Chi l’ha vista sullo schermo agli inizi della carriera ricorda una ragazza alta e spigolosa – troppo, per gli standard estetici hollywoodiani, che infatti le preferivano bellezze dai lineamenti regolari e lo sguardo rassicurante come Demi Moore o Daryl Hanna. Laura Dern non era bella nemmeno negli anni deputati alla bellezza, quando la gioventù rende splendide grazie a quella che le nonne definiscono “la bellezza dell’asino”.

Talentuosa, certamente, tanto da ricevere quattro Golden Globe prima di quest’ultimo, due candidature agli Oscar, un’interminabile lista di nominations agli Emmy Awards e il riconoscimento di un regista visionario come David Lynch del quale era l’attrice-feticcio .

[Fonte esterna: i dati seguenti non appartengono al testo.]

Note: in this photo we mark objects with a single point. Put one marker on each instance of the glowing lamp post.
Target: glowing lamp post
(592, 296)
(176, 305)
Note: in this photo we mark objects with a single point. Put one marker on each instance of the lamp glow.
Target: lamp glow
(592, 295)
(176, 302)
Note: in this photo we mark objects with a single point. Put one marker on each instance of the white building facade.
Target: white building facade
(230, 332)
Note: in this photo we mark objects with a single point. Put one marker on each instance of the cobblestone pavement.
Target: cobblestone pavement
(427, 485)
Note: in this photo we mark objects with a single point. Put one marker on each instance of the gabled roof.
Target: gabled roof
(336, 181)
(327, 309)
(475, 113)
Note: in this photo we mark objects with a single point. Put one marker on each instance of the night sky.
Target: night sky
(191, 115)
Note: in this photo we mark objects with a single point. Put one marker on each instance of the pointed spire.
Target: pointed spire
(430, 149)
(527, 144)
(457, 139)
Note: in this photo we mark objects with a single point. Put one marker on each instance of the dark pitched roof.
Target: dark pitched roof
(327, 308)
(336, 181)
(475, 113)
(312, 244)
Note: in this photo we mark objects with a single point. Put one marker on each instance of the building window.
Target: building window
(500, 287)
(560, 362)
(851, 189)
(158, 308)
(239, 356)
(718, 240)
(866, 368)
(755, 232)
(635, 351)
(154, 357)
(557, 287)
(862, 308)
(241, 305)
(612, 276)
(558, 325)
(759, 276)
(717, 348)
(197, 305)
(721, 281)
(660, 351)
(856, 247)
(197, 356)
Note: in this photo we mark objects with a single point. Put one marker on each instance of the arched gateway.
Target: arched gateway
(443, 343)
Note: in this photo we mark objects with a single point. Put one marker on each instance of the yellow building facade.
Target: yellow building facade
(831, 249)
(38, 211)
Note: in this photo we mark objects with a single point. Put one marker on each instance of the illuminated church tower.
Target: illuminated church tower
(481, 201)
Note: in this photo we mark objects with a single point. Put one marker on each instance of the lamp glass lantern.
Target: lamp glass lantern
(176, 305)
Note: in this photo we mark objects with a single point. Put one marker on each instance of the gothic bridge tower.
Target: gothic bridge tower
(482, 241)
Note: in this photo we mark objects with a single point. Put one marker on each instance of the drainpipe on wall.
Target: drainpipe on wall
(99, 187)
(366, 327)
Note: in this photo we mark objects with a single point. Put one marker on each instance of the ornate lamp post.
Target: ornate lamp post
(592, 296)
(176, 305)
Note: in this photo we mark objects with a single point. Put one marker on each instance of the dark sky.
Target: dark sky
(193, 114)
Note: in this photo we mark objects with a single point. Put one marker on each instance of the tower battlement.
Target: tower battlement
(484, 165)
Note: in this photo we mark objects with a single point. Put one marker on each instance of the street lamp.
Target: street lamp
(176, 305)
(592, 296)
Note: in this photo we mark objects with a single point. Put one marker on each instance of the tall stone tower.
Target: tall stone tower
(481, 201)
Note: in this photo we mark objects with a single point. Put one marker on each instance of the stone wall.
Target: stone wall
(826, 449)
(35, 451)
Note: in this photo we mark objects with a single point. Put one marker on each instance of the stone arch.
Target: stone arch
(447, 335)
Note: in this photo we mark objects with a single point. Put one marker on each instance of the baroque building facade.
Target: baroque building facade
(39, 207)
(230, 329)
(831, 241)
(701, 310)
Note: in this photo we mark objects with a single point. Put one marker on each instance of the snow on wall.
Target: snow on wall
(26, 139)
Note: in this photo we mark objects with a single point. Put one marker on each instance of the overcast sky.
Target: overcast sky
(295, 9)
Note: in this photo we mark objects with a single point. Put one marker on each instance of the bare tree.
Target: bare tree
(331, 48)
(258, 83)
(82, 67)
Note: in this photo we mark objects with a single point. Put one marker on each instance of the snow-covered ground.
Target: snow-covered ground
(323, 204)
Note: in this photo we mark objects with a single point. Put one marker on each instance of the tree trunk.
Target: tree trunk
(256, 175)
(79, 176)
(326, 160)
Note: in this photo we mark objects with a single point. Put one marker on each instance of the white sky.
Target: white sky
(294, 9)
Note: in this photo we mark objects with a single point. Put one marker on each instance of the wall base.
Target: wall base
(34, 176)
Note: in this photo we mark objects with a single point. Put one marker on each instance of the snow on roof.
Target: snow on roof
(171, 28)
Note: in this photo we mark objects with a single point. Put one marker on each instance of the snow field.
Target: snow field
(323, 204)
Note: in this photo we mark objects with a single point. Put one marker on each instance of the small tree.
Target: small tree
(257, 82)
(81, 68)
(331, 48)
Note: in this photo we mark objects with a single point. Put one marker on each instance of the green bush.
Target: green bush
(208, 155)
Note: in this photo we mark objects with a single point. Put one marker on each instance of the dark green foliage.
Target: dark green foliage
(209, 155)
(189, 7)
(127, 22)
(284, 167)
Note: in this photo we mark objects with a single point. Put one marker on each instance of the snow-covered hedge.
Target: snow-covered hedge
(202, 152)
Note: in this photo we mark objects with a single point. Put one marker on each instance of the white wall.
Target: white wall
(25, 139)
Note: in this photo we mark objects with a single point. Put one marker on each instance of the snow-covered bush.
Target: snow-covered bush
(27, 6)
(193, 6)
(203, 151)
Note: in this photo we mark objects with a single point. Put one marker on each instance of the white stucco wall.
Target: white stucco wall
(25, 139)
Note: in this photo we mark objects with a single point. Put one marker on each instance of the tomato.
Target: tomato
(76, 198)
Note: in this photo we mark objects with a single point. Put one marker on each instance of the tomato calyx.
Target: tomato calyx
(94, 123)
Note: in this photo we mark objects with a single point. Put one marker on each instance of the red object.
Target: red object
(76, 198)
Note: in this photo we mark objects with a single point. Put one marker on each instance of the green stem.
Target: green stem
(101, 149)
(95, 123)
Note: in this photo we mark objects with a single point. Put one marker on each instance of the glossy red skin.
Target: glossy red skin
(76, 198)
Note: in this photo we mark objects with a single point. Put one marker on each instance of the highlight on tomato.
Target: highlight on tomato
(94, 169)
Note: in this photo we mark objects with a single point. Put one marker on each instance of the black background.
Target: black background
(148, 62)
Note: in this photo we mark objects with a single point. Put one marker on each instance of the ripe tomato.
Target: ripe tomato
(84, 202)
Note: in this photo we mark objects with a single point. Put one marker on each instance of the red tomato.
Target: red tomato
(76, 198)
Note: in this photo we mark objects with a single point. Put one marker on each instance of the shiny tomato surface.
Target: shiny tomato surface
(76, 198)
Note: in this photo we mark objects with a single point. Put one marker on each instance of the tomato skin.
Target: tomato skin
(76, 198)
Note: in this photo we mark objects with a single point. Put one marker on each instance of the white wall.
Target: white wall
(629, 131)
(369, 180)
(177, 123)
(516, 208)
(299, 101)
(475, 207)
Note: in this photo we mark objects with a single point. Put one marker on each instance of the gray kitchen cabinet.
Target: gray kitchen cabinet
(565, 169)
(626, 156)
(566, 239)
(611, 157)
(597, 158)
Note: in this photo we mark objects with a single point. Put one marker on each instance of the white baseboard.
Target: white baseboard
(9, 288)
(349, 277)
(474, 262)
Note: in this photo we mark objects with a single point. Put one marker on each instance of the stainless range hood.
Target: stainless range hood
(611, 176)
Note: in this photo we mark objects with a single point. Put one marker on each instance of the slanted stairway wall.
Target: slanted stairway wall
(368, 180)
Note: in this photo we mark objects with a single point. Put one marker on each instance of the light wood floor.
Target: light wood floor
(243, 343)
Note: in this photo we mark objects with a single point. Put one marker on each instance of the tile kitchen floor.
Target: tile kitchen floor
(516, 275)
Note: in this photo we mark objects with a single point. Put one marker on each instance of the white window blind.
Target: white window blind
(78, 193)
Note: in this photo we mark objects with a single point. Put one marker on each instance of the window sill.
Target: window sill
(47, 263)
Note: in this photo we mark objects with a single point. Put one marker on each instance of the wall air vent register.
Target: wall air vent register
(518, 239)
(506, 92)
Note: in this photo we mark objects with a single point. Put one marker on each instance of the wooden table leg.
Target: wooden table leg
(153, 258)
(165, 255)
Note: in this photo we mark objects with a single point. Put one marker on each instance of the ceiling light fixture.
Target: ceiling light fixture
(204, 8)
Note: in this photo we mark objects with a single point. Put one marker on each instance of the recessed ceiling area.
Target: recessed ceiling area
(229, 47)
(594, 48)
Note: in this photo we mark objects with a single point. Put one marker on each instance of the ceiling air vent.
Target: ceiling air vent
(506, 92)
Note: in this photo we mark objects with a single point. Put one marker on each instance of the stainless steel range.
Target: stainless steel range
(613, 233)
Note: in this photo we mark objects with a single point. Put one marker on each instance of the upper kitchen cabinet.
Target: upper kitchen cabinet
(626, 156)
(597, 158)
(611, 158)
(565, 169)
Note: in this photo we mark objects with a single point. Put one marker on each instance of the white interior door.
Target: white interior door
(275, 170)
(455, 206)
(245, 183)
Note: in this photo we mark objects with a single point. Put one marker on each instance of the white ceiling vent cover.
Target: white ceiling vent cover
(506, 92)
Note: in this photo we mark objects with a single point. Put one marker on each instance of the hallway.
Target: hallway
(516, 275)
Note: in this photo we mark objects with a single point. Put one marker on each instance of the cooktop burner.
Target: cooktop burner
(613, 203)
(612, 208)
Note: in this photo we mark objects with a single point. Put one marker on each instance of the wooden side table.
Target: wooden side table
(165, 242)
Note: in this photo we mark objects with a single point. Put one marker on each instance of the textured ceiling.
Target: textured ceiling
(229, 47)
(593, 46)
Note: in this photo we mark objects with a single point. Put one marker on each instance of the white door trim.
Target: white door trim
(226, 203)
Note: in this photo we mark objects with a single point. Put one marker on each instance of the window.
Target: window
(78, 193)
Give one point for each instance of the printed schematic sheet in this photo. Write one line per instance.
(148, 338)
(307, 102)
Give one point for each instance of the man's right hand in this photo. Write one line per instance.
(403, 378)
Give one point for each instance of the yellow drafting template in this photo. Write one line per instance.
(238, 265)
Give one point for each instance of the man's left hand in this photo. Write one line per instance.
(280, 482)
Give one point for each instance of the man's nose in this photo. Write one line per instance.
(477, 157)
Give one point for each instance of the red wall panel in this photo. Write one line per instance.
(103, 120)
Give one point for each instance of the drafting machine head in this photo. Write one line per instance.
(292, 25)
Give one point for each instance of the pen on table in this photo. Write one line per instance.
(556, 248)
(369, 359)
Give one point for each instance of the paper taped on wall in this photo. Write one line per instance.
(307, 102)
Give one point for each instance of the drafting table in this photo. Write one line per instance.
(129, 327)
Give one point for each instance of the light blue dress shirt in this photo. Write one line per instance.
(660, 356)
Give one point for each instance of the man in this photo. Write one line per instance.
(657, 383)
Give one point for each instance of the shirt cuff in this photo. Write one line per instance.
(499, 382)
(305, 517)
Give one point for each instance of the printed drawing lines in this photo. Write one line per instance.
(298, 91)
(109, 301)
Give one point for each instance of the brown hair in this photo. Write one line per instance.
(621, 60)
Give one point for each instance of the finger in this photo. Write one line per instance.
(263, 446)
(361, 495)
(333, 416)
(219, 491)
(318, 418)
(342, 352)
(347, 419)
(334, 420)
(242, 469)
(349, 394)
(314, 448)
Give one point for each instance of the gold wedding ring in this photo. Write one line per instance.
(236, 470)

Eppure, chi di noi ragazze degli anni Novanta avrebbe scelto Laura Dern come modello a cui somigliare? Chi avrebbe voluto essere una bionda tormentata che nei suoi primi venticinque anni era già stata un’adolescente incinta (Citizen Ruth), una ragazza cieca (Mask) e l’amante promiscua di un fuorilegge (Wild at heart)? Lei rappresentava l’amica problematica da cui era meglio tenersi alla larga, quella che si metteva nei guai, inquieta, disturbante e in polemica con il mondo, mentre noi volevamo solo essere carine e accomodanti.

Poi è successo quello che tutti sappiamo: Laura Dern è invecchiata e da spigolosa è diventata strepitosa. “Il classico tipo di donna che a diciott’anni ne dimostrava trenta e ora che ha superato i cinquanta continua a dimostrarne trenta” chiosa un utente su YouTube esprimendo il pensiero di molti ma mancando nuovamente il punto.

E il punto è che la bellezza dell’attrice non deriva dall’aver conservato un aspetto giovanile, quanto dall’aver trasformato quel volto irregolare e precocemente segnato in fascino e personalità. O forse siamo noi ad aver finalmente raggiunto la maturità necessaria per apprezzarne l’intensità.

“Nei miei primi vent’anni ho pianificato attentamente la carriera affinché, una volta adulta e responsabile della mia vita e delle mie scelte professionali, potessi interpretare in modo convincente ruoli diversi e sfaccettati come Nora di Storia di un matrimonio o Marmee di Piccole Donne, magari nello stesso anno” dichiara adesso godendosi l’ultimo riconoscimento alla sua bravura.

La storia di Laura Den è dunque una variante moderna del brutto anatroccolo, con la differenza che ad averla trasformata in cigno non è stata la giovinezza ma la maturità con tutto quello che ne consegue: rughe d’espressione e palpebre pesanti ma anche carisma, carattere e capacità di dominare la scena senza sforzo.

È stato il tempo a cesellare la fisicità e l’intensità dell’attrice dando armonia e profondità a quello che in gioventù era talento abbozzato e goffaggine. Ne è prova il monologo che in Storia di un matrimonio sciorina a un’attonita Scarlett Johansonn, una prova attoriale che sarebbe difficile immaginare interpretata da un’attrice più giovane.

“È bella come in Jurassic Park, quando aveva 24 anni ” scrive un fan entusiasta ignorando che all’epoca la Dern reintrava tra “the most unattractive movie stars” mentre oggi è tra le attrici più desiderate e apprezzate.

È sufficiente tutto questo a dimostrare il teorema secondo il quale “è meglio una donna di cinquant’anni che due di venticinque”? Assolutamente no. Al limite dimostra che non importa come tu sia a venticinque anni: a cinquanta sarai la versione migliore di te stessa.